Effect of Increased N deposition on nitrous oxide, methane and carbon dioxide fluxes from unmanaged forest and grassland communities in Michigan

• Published in: Biogeochemistry Vol. 79; no. 3; pp. 315 - 337
• Main Authors: Ambus, P, Robertson, G.P
• Format: Journal Article
• Language: English
• Published: Heidelberg Springer 01.07.2006; Springer Nature B.V
• Subjects: Animal and plant ecology; Animal, plant and microbial ecology; atmospheric deposition; Biological and medical sciences; Biological fertilization; Carbon dioxide; Coniferous forests; Deciduous forests; Deposition; Earth sciences; Earth, ocean, space; Efflux; Emissions; Engineering and environment geology. Geothermics; Exact sciences and technology; Fertilization; Fluxes; Forest soils; Forests; Fundamental and applied biological sciences. Psychology; gas emissions; gas exchange; Grasses; Grassland soils; Grasslands; Growing season; Methane; methane production; methanogens; Michigan; Nitrogen; Nitrous oxide; Oxidation; Pollution, environment geology; Soil; Soil air; soil bacteria; soil microorganisms; soil pollution; Soil respiration; Soils; Surficial geology; Synecology; Terrestrial ecosystems; Tillage; Trace gases; Uptake; Vegetation type; Michigan; United States; United States > US; atmosphere; experimental studies; Grassland; atmospheric emission; nitrous oxide; vegetation; respiration; North America; tillage; greenhouse gas; forest soils; grasslands; Trace gas; soils; Successional Community; laboratory studies; N-deposition; carbon dioxide; fertilization; nitrogen; oxidation; soil horizons; concentration; forests; ecosystems; methane; Forest; atmosphere-soil interaction; statistical analysis
• ISSN: 0168-2563; 1573-515X
• DOI: 10.1007/s10533-005-5313-x

Atmospheric nitrogen deposition is anticipated to increase over the next decades with possible implications for future forest-atmosphere interactions. Increased soil N₂O emissions, depressed CH₄ uptake and depressed soil respiration CO₂ loss is considered a likely response to increased N deposition. This study examined fluxes of N₂O, CH₄ and CO₂ over two growing seasons from soils in unmanaged forest and grassland communities on abandoned agricultural areas in Michigan. All sites were subject to simulated increased N-deposition in the range of 1-3 g N m⁻² annually. Nitrous oxide fluxes and soil N concentrations in coniferous and grassland sites were on the whole unaffected by the increased N-inputs.

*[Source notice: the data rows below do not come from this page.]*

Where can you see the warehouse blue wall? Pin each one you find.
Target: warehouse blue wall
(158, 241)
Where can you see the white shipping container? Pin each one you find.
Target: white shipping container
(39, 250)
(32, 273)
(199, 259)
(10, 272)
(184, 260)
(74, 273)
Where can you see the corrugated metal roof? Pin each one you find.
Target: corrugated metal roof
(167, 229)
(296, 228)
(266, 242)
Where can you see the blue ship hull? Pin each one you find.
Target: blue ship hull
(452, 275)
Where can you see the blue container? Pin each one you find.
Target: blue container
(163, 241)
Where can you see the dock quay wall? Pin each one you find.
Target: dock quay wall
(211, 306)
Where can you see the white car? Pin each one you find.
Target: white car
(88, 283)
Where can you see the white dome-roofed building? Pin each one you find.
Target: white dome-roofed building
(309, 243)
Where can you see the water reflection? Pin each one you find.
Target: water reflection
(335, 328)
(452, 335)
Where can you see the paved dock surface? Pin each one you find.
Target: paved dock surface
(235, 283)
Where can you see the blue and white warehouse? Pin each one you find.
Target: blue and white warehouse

It is noteworthy though that N₂O emissions increased three-fold in the coniferous sites in the first growing season in response to the low N treatment, although the response was barely significant (p < 0.06). In deciduous forests, we observed increased levels of soil mineral N during the second year of N fertilization, however N₂O fluxes did not increase. Rates of methane oxidation were similar in all sites with no affect of field N application. Likewise, we did not observe any changes in soil CO₂ efflux in response to N additions. The combination of tillage history and vegetation type was important for the trace gas fluxes, i.e. soil CO₂ efflux was greater in successional grassland sites compared with the forested sites and CH₄ uptake was reduced in post-tillage coniferous- and successional sites compared with the old-growth deciduous site. Our results indicate that short-term increased N availability influenced individual processes linked to trace gas turnover in the soil independently from the ecosystem N status. However, changes in whole system fluxes were not evident and were very likely mediated by competitive N uptake processes.